Posted on:2002-06-11Degree:Ph.DType:Dissertation
University:Louisiana State University Health Sciences CenterCandidate:Carroll, Marion LouisFull Text:PDF
GTID:1463390011497312Subject:Biology
Abstract/Summary:
Computational biology complemented by bench science is vital to addressing a wide variety of problems in comparative genomics. Repetitive DNA elements termed Alu have provided a means to address these problems. Alu elements are the most abundant short interspersed elements within the human genome, expanding to about 1 million copies over 65 million years of primate evolution.

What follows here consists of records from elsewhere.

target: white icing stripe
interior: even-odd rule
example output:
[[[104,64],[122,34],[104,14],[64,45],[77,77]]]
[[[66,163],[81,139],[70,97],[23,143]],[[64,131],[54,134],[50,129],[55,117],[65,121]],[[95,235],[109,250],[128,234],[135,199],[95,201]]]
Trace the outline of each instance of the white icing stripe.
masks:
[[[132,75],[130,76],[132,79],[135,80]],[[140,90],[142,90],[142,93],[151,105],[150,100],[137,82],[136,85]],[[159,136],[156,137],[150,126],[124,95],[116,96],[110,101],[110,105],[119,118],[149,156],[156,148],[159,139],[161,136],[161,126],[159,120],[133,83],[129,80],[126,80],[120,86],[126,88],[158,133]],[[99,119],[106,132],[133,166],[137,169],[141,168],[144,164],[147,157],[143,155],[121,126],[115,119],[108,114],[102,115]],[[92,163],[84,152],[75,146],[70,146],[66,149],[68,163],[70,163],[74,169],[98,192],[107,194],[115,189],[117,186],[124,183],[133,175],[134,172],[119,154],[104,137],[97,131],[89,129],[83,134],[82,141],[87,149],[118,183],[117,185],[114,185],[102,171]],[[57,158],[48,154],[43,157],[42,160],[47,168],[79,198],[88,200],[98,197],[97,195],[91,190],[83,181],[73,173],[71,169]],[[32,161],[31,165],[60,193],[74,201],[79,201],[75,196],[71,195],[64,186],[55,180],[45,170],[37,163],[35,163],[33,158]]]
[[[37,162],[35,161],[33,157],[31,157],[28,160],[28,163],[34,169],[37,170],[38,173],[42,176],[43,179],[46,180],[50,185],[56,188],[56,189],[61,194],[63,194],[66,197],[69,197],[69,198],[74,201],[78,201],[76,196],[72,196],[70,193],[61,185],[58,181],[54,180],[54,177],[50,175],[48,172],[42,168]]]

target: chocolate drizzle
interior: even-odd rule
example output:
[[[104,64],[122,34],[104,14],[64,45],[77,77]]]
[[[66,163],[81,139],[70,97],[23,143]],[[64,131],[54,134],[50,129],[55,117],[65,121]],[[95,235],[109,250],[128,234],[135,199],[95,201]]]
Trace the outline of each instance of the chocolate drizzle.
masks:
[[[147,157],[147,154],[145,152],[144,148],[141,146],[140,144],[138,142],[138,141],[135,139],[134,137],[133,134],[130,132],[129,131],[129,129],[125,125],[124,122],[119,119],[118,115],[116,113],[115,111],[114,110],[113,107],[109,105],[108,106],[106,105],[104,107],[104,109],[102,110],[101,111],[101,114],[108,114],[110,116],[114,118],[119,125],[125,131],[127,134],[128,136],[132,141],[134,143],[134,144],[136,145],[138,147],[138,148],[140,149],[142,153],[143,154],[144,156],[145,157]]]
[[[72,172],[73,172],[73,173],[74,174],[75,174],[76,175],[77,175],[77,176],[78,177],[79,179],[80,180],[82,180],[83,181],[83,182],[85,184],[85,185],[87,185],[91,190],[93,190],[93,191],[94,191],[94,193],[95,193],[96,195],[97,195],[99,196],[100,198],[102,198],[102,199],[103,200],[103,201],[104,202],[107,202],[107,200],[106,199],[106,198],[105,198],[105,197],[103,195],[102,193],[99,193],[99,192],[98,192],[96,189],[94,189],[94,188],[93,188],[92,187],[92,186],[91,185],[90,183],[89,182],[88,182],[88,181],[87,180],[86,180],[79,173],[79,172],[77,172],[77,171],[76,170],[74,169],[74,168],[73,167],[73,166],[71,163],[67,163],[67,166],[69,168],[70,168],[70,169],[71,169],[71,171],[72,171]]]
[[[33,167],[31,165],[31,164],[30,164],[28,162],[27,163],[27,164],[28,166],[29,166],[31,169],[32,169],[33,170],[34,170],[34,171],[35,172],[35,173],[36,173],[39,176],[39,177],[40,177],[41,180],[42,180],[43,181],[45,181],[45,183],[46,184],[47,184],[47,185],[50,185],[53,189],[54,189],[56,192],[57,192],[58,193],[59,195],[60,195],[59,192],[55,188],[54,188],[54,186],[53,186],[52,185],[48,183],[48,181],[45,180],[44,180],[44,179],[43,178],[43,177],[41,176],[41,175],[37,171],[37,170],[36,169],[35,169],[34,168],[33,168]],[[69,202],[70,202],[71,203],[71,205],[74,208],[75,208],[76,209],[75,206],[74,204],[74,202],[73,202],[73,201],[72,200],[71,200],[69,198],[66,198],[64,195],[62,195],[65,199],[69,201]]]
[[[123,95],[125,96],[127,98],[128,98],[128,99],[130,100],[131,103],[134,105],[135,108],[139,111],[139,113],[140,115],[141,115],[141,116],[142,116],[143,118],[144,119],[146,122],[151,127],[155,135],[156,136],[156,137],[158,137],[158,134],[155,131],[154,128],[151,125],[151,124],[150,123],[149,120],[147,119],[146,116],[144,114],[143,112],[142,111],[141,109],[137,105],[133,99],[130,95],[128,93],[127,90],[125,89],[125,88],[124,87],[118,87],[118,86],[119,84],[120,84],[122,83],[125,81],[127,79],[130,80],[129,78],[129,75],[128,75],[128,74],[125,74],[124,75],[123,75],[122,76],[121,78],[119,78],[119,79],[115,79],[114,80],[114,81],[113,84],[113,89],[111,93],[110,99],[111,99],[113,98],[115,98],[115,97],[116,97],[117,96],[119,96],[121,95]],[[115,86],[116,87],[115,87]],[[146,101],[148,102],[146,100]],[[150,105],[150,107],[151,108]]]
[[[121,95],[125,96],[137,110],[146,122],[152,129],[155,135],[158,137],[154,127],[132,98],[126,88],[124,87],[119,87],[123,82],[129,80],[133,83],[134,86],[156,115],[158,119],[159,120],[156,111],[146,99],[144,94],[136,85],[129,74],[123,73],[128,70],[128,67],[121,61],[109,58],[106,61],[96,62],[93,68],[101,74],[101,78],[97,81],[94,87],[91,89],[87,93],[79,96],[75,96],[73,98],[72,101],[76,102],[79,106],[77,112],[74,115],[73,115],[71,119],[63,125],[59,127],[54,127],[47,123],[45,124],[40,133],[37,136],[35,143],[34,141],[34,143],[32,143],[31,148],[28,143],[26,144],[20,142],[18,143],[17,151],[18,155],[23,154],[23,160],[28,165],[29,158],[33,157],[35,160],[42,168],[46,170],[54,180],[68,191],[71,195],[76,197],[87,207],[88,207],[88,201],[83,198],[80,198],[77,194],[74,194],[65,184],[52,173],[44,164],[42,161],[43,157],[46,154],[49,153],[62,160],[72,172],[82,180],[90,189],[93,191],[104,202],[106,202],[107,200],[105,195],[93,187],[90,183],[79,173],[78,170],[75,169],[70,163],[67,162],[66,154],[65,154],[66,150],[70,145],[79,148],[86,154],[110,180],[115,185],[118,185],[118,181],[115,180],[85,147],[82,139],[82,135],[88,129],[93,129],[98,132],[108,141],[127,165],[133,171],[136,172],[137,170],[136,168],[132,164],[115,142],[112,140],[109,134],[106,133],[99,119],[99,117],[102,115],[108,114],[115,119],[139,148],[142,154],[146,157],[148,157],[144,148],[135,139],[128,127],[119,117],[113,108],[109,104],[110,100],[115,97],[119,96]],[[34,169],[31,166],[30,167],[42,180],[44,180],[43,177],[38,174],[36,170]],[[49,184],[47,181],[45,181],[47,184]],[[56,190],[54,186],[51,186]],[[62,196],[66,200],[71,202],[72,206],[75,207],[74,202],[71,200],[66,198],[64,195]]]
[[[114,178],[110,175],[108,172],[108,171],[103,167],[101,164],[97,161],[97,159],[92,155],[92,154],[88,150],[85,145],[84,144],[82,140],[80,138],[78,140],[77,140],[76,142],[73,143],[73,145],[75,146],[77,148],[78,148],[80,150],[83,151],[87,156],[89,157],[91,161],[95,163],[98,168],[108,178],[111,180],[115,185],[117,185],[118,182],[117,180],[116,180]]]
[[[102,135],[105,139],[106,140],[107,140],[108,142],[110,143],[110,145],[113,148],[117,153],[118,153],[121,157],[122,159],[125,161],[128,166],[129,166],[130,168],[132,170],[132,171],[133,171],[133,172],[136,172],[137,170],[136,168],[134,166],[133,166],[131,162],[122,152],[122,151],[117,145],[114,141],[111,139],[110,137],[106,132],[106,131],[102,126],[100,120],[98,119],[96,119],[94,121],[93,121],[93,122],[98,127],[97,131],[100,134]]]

Alu elements retropose through an RNA intermediate and recently integrated Alu (Ya5, Ya8, Yb8, Yb9, Yc1 and Yc2) have contributed to genetic variation within and between extant primate species and diverse human populations.; We have characterized several hundred young Alu elements and identified 3 new Alu subfamilies (Yc1, Yc2, and Yb9) using the expanding human genome sequence database and polymerase chain reaction based assays. A fourth subfamily (Ya5a2) is believed to harbor a “master” or source gene since members of this family include de novo retroposition events resulting in human diseases. A comparison of sequence mosaics and random genomic dispersal of young Ya5 elements suggests that gene conversion contributes to 10–20% of Alu subfamily nucleotide variation and 2% of all single nucleotide polymorphisms in the human genome. The middle A-region and oligo dA tails of Alus may also serve as nuclei for sequence expansion and the generation of simple sequence repeats.; From 25 to 50% of the recently integrated Alu subfamily members are polymorphic (present or absent) between human genomes. These Alu elements are also absent from non-human primate genomes. Mining Alu elements from the human genome database will facilitate the study of human genetic variation by providing a multitude of diverse “identical-by-descent” genetic markers.